With Star Wars: The Force Awakens debuting next week, everyone's attention is centered on the seventh Episode in the saga, but there are still some lingering questions about the standalone films (the ones with A Star Wars Story in their titles) that are going to be alternating with the more traditional movies that tell the continuing story of the Skywalkers.
/Film spoke with Lucasfilm head Kathleen Kennedy at last weekend's The Force Awakens press junket, and learned some interesting facts about the future of the Star Wars movies, including how it's different from what Marvel Studios is doing under the same corporate overlord. The whole piece is worth a read, but I'll pull out the most relevant quotes for you here:
"The standalone films can be a wide variety of genres inside the Star Wars universe...It is definitely [similar to Marvel Studios' approach in] the genre thinking but Star Wars is very different than Marvel in that they basically build their stories around characters, and then they seed those characters in different stories. Star Wars, you know, is a place, it’s a universe, so those stories are constructed a little differently than Marvel.

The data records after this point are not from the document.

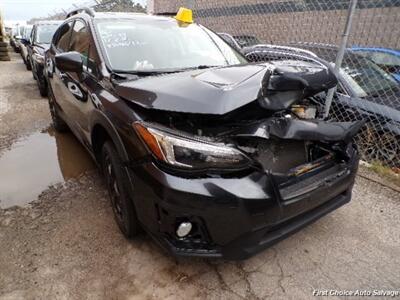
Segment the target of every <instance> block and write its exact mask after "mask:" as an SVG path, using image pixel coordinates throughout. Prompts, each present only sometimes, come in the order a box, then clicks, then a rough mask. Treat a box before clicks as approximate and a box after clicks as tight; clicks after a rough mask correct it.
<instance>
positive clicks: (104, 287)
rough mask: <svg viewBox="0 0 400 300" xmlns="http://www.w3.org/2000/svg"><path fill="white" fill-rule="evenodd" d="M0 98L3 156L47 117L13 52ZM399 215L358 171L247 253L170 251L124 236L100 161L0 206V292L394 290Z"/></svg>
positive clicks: (227, 294) (59, 297)
mask: <svg viewBox="0 0 400 300" xmlns="http://www.w3.org/2000/svg"><path fill="white" fill-rule="evenodd" d="M10 74H12V75H11V76H10ZM4 103H7V109H4V107H5V105H4ZM0 105H2V106H0V157H1V155H2V153H4V152H6V151H8V150H7V149H9V148H10V146H11V145H12V144H13V143H14V142H15V141H16V140H17V139H18V138H21V137H23V136H26V135H29V134H30V133H33V132H35V131H37V130H40V129H43V128H46V127H47V126H48V124H49V123H50V117H49V114H48V108H47V101H46V100H45V99H43V98H40V96H39V92H38V91H37V89H36V88H35V83H34V81H33V79H32V76H31V74H30V73H29V72H26V71H24V66H23V64H22V62H21V60H19V59H18V57H17V56H16V55H13V61H12V62H4V63H3V62H1V63H0ZM2 108H3V110H1V109H2ZM0 168H1V165H0ZM364 172H365V170H364ZM0 180H1V179H0ZM21 186H23V184H22V183H21ZM32 200H35V199H32ZM399 215H400V195H399V193H397V192H395V191H394V190H391V189H389V188H386V187H384V186H382V185H380V184H376V183H374V182H372V181H369V180H367V179H365V178H361V177H358V178H357V181H356V185H355V188H354V194H353V200H352V202H351V203H350V204H348V205H346V206H344V207H342V208H340V209H338V210H337V211H335V212H333V213H331V214H330V215H328V216H326V217H324V218H322V219H321V220H319V221H318V222H316V223H314V224H313V225H311V226H309V227H307V228H305V229H304V230H302V231H301V232H299V233H297V234H296V235H294V236H292V237H290V238H288V239H286V240H284V241H282V242H280V243H279V244H277V245H276V246H274V247H272V248H270V249H268V250H266V251H264V252H262V253H260V254H259V255H256V256H255V257H253V258H251V259H248V260H246V261H243V262H227V261H222V260H202V259H178V260H176V259H173V258H172V257H170V256H169V255H168V254H165V253H164V252H163V251H162V250H160V249H159V248H158V247H157V246H156V245H155V244H154V243H153V242H152V241H151V240H150V238H149V237H148V236H146V235H142V236H140V237H138V238H136V239H134V240H131V241H127V240H126V239H124V238H123V236H122V235H121V234H120V233H119V231H118V228H117V226H116V225H115V222H114V220H113V217H112V211H111V208H110V205H109V202H108V198H107V195H106V191H105V189H104V185H103V183H102V181H101V179H100V177H99V175H98V173H97V171H87V172H85V173H84V174H81V175H80V176H79V177H77V178H70V179H68V180H66V181H65V182H63V183H60V184H57V185H54V186H52V187H51V188H48V189H47V190H45V191H43V192H42V193H41V194H40V196H39V197H38V199H36V200H35V201H33V202H32V203H31V204H29V205H26V206H24V207H12V208H9V209H0V299H190V298H193V299H203V298H210V299H265V298H272V299H310V298H312V292H313V289H337V290H355V289H362V290H374V289H379V290H380V289H383V290H395V289H397V290H400V219H399ZM335 298H336V297H330V299H335ZM340 299H343V297H341V298H340Z"/></svg>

They are really being designed as standalone movies, which is fantastic for the filmmakers we bring in, and the actors we hire, because it’s a different sensibility. [The standalone movies] are not being designed to necessarily build new franchises" [and will] "very definitely have a beginning, middle, and end."
Also important: Kennedy says that all of the standalone films don't necessarily have to be prequels or sequels involving characters we already know.

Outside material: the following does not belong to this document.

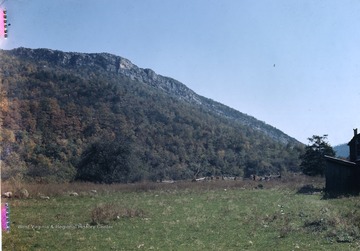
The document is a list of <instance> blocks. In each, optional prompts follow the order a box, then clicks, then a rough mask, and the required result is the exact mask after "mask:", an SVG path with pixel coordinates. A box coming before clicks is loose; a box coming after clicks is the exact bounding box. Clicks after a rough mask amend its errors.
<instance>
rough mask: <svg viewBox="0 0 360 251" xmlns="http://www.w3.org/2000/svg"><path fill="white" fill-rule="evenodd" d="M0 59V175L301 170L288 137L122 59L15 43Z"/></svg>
mask: <svg viewBox="0 0 360 251" xmlns="http://www.w3.org/2000/svg"><path fill="white" fill-rule="evenodd" d="M0 60H1V62H0V63H1V69H0V76H1V117H0V119H1V123H2V126H1V137H2V138H1V139H2V145H1V150H2V156H1V161H2V164H3V170H4V172H3V178H6V177H9V176H11V175H15V174H20V175H24V176H25V177H27V178H31V179H37V180H57V181H59V180H60V181H64V180H73V179H76V178H77V179H83V180H89V181H97V182H107V183H111V182H129V181H137V180H142V179H154V180H155V179H160V178H173V179H185V178H192V177H193V176H194V175H195V174H197V175H208V176H210V175H237V176H245V177H247V176H249V175H250V174H253V173H256V174H265V173H274V172H280V171H285V170H288V171H294V170H295V171H296V170H298V164H299V163H298V161H299V160H298V155H299V153H300V152H301V151H302V145H301V144H300V143H299V142H297V141H296V140H295V139H293V138H291V137H289V136H287V135H286V134H284V133H282V132H281V131H279V130H278V129H276V128H274V127H272V126H270V125H267V124H265V123H263V122H261V121H258V120H256V119H255V118H253V117H251V116H247V115H245V114H242V113H240V112H238V111H236V110H234V109H231V108H229V107H227V106H224V105H222V104H220V103H218V102H215V101H212V100H210V99H207V98H204V97H202V96H199V95H197V94H196V93H194V92H193V91H191V90H190V89H189V88H187V87H186V86H185V85H183V84H182V83H180V82H178V81H176V80H174V79H171V78H167V77H163V76H160V75H157V74H156V73H154V72H153V71H152V70H150V69H141V68H138V67H137V66H135V65H134V64H132V63H131V62H130V61H129V60H127V59H124V58H121V57H118V56H114V55H110V54H107V53H99V54H83V53H66V52H61V51H54V50H49V49H35V50H34V49H26V48H18V49H14V50H11V51H0ZM94 156H95V157H94ZM4 174H5V175H4Z"/></svg>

When Disney first purchased Lucasfilm and got the ball rolling with new Star Wars movies, I was really hoping that we'd be able to explore new characters and new planets that aren't tied to the main saga stories, and I thought the standalone movies would be the perfect place to do that. So I was a little disappointed when word came out that Rogue One would take place right before A New Hope and involve stealing the plans of the Death Star and the next standalone film would be a Han Solo prequel. Rumors persist that Obi-Wan, Yoda, and Boba Fett might all get their own standalone films one day, and once I heard the first couple of announcements from Lucasfilm about the plots of the first two standalone movies, I figured it was just a matter of time before those rumors became official. But now I'm not so sure. With Kennedy saying that those movies don't have to feature characters we already know, I have a new hope (ha!) that we might actually get to explore this cinematic universe again in a fresh way.

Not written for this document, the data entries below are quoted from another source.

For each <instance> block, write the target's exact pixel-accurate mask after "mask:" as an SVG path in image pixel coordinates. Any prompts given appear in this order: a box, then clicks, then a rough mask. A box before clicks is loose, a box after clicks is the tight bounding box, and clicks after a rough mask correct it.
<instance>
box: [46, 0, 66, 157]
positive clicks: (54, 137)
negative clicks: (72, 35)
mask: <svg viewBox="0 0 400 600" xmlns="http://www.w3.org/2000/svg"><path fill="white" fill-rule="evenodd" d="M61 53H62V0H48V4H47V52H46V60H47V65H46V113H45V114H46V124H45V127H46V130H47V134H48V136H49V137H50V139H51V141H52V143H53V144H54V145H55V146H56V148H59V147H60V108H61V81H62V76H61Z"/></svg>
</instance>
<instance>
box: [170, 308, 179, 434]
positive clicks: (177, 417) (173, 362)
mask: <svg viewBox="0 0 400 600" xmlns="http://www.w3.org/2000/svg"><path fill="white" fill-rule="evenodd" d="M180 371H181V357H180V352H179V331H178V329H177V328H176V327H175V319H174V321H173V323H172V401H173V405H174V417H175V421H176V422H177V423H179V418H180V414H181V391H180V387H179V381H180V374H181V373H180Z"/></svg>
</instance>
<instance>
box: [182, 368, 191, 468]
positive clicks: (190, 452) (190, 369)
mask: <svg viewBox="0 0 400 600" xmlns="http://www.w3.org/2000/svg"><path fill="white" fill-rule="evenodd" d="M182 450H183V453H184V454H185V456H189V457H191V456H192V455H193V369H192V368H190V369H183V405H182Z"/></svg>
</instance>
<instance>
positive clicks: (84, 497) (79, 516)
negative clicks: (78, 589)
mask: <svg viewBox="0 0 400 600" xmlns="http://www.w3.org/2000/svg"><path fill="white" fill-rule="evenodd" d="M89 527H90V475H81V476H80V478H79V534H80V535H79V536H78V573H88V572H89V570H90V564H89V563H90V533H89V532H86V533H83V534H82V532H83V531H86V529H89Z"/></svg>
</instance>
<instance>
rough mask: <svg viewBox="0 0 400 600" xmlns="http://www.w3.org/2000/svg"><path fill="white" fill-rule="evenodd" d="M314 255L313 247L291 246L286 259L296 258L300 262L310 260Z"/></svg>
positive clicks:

I wondered if Bob Iger and the Disney execs would mandate standalone films based on familiar characters because of the name recognition they have, but hearing Kennedy imply that entirely new stories could be on the horizon is very exciting. I really love the idea of someone coming in, telling one self-contained story that takes place in their own corner of the universe, and then moving on to something else without having it get prequelized and sequelized to death. So even if the immediate future of Star Wars is going to look very familiar, it seems like not too long from now, things are going to start getting a lot more interesting at Lucasfilm.